500 Kilometer vom nächsten Ort entfernt, saßen wir im Outback der Kimberleys mit dem Rücken zu einem Eukalyptuswäldchen unter dem weit ausladenden Schirm einer einzelnen Akazie und betrachteten die offene Landschaft im Nachmittagslicht mit dem hohen, trockenen Gras, vereinzelt in dieser Savanne stehenden Bäumen und einem zerklüfteten, niedrigen Sandsteinkliff, an dessen Fuß sich Wasser in einem Billabong gesammelt hatte. Wir waren uns sofort einig gewesen, daß wir an diesem Ort unter diesem Baum den Abend und die Nacht verbringen wollten. Ich hatte den Hilux so gestellt, daß er auf einer möglichst ebenen Stelle mit der linken oder Küchenseite nach Westen stand, die Sonnenmarkise ausgezogen und mit den dünnen Aluminiumzeltstangen gestützt, die Schublade mit dem Zweiflammenkocher aus der Außenwand gezerrt, die Gasflasche angeschlossen und den Nachmittagstee gekocht, saß an den Baumstamm gelehnt mit einem Becher Tee neben mir und einem aufgeschlagenen Buch auf den Knien, während sich die Herzogin schon an die Vorbereitungen fürs Abendessen machte. Es sollte ein schön scharfes Curry geben.

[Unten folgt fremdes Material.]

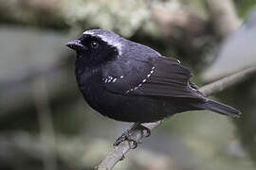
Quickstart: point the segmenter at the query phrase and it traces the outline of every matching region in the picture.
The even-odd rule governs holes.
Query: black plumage
[[[112,31],[88,30],[66,45],[77,52],[76,77],[84,99],[110,118],[144,123],[199,110],[240,114],[200,93],[178,60]]]

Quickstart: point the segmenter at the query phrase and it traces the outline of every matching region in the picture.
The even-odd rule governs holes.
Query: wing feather
[[[179,61],[171,58],[154,58],[148,62],[141,63],[143,63],[143,71],[133,73],[137,75],[128,76],[122,80],[123,82],[119,82],[121,84],[118,86],[127,87],[125,81],[132,81],[133,85],[123,88],[119,93],[128,95],[189,97],[205,100],[203,94],[191,82],[190,70],[180,65]],[[115,84],[106,88],[113,91]]]

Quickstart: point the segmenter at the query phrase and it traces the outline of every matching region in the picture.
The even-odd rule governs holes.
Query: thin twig
[[[247,78],[250,77],[253,75],[256,75],[256,67],[245,69],[244,71],[238,72],[234,75],[229,76],[220,80],[205,85],[201,87],[199,91],[206,94],[206,95],[210,95],[214,93],[224,91],[225,89],[230,86],[234,86],[246,80]],[[143,126],[150,128],[150,130],[154,129],[159,125],[160,121],[143,124]],[[132,138],[139,144],[139,142],[143,138],[145,138],[145,135],[141,133],[141,130],[136,130],[133,133]],[[132,147],[129,142],[127,141],[122,142],[121,144],[119,144],[119,146],[114,148],[114,150],[110,152],[106,156],[106,158],[100,163],[100,165],[97,167],[98,170],[111,170],[119,161],[123,160],[124,155],[127,154],[131,148]]]

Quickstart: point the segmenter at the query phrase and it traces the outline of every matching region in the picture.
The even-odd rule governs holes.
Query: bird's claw
[[[116,140],[116,142],[113,144],[114,147],[118,146],[120,143],[124,141],[128,141],[130,147],[132,149],[135,149],[137,146],[137,144],[139,144],[134,139],[133,136],[136,130],[140,130],[144,137],[149,137],[151,135],[151,130],[148,128],[142,126],[141,124],[135,124],[132,126],[131,128],[123,132],[121,136]]]

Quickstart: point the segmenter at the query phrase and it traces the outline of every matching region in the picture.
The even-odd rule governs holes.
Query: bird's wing
[[[191,82],[189,69],[180,65],[178,60],[159,57],[148,61],[134,62],[130,65],[133,69],[121,79],[105,83],[108,91],[127,95],[205,99],[203,94]]]

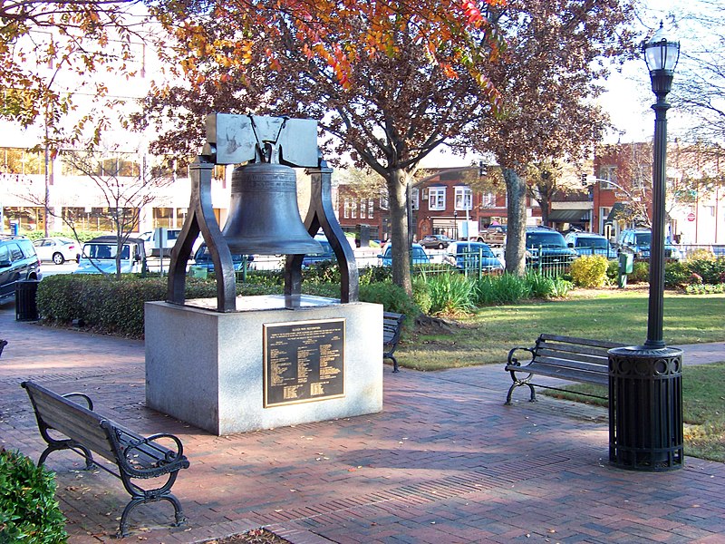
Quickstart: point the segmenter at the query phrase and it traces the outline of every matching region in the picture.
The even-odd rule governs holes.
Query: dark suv
[[[16,282],[42,277],[33,242],[19,236],[0,238],[0,303],[14,295]]]
[[[568,265],[576,258],[560,232],[547,227],[527,228],[527,264]]]
[[[652,230],[649,228],[626,228],[619,234],[617,251],[629,253],[635,259],[649,260],[650,244],[652,244]],[[668,260],[682,260],[682,254],[672,244],[664,244],[664,258]]]

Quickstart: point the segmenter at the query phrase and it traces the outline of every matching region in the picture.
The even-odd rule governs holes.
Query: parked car
[[[420,239],[420,246],[429,249],[431,248],[443,249],[444,248],[448,248],[449,244],[452,241],[452,238],[448,238],[444,234],[428,234]]]
[[[576,258],[576,251],[566,245],[560,232],[548,227],[527,228],[527,263],[567,265]]]
[[[486,242],[489,246],[505,246],[506,231],[506,225],[492,225],[478,231],[476,241]]]
[[[414,265],[427,265],[430,262],[420,244],[413,244],[411,248],[411,254]],[[391,244],[386,244],[382,248],[382,253],[378,256],[378,261],[383,267],[392,266],[392,246]]]
[[[115,274],[118,239],[115,236],[100,236],[83,244],[83,251],[73,274]],[[121,248],[121,272],[140,272],[146,260],[144,241],[128,238]]]
[[[320,242],[323,250],[320,253],[308,253],[305,255],[304,258],[302,259],[303,268],[306,268],[312,265],[335,260],[334,251],[333,251],[333,247],[330,245],[330,242],[327,241],[327,237],[318,234],[314,237],[314,239]]]
[[[43,279],[40,259],[25,237],[0,238],[0,303],[12,299],[15,283]]]
[[[67,260],[78,262],[81,258],[81,244],[66,238],[39,238],[33,242],[35,253],[42,261],[53,261],[62,265]]]
[[[619,233],[617,251],[629,253],[639,259],[650,258],[650,245],[652,244],[652,230],[649,228],[625,228]],[[672,244],[664,244],[664,258],[670,260],[682,260],[682,254]]]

‟Thai oder indisch?”, fragte sie.
‟Heute Thai”, sagte ich und wußte, daß sie auch mit den begrenzten Vorräten und Möglichkeiten unserer Bordküche wieder etwas sehr Leckeres auf den Campingtisch zaubern würde. ‟Soll ich dir, während Du kochst, vorlesen, warum wir uns an diesem fremden und völlig verlassenen Ort in der Einöde so wohl und angeheimelt fühlen?”
‟Abgesehen davon, daß wir zu zweit gut miteinander auskommen, meinst Du?”, fragte sie zurück.
‟Das ist ja relativ ortsunabhängig der Fall”, gab ich zurück und bekam einen Kuß für die galante Antwort.
‟Na, dann zergliedere und analysiere mal das schöne Gefühl und die schöne Stimmung hier”, sagte sie. ‟Aber laß noch etwas von beidem übrig.”
‟Aber es ist doch interessant, zu wissen, warum wir beide auf die Pampa hier überhaupt mit diesem positiven Gefühl reagieren.”
‟Ist doch ganz einfach: Du hast mich im Lauf unseres Zusammenlebens allmählich mit deinem Spleen für leere Landschaften infiziert.”
‟Erstens ist die Landschaft hier nicht leer, und zweitens sind wir der Evolutionsbiologie zufolge alle schon vor der Geburt mit diesem Spleen infiziert.”
‟Du machst mich neugierig. Was liest’n da?”
‟Gordon Orians: Snakes, Sunrises, and Shakespeare.”
‟Netter Titel für einen Evolutionsbiologen. Fast poetisch.”
‟Mit Alliteration fängt man Literaturliebhaber.”
‟Nun fang schon an!”, sagte sie und knotete die Tüte mit Galgant und Kaffirlimettenblättern auf.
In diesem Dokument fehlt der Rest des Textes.